Pour la première fois depuis 2016, il y aura un Bleu en quarts de finale de Wimbledon. En fait, c’est un peu plus compliqué que cela…
Arthur Féry est incontestablement devenu le chouchou de Wimbledon. Après son succès épique face à Grigor Dimitrov, le Franco-britannique reviendra sur le Centre Court mercredi pour affronter Flavio Cobolli, reléguant Taylor Fritz et le vainqueur du match entre Alexander Zverev et Jiri Lehecka sur le court numéro 1. Une preuve supplémentaire d’adoption.
>>> DIRECT. Wimbledon 2026: Jannik Sinner lance les quarts de finale du Grand Chelem londonien.
La maison familiale se situe à cinq minutes de Wimbledon
Un peu à l’image de Valentin Vacherot, Arthur Féry est Français. Il est né il y a bientôt 24 ans à la maternité de Sèvres. Son père est le président du FC Lorient et un homme d’affaires reconnu outre-Manche et sa maman – Olivia Gravereaux – a été une ancienne joueuse, classée première série.

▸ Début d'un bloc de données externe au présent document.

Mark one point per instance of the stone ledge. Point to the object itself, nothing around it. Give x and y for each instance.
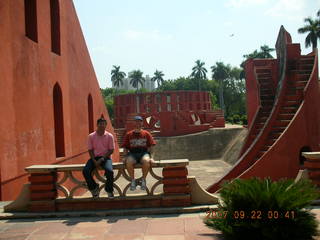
(118, 165)
(105, 213)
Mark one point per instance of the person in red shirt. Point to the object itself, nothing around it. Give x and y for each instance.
(138, 145)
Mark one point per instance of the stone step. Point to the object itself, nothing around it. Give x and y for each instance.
(260, 154)
(285, 116)
(291, 103)
(281, 123)
(267, 97)
(298, 84)
(107, 213)
(263, 70)
(275, 134)
(306, 60)
(293, 98)
(289, 109)
(264, 75)
(271, 141)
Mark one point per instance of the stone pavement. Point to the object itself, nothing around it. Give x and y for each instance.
(165, 227)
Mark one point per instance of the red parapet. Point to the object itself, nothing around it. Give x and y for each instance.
(172, 113)
(280, 130)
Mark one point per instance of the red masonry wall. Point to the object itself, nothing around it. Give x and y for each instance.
(29, 71)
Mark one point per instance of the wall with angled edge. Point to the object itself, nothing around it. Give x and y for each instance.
(29, 71)
(282, 159)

Mais comme les affaires du paternel l’ont amené à Londres, Arthur Féry a effectué toutes ses classes en Angleterre. La maison familiale se situant à cinq minutes du All England Club, son destin était tracé. En 2019, il atteint le troisième tour du tournoi juniors de Wimbledon sous la bannière britannique. À partir du moment où il bénéficie des aides de la LTA – la fédération britannique -, il n’y a guère de discussion.
Féry: "Je suis content que les Français soient heureux de ma victoire"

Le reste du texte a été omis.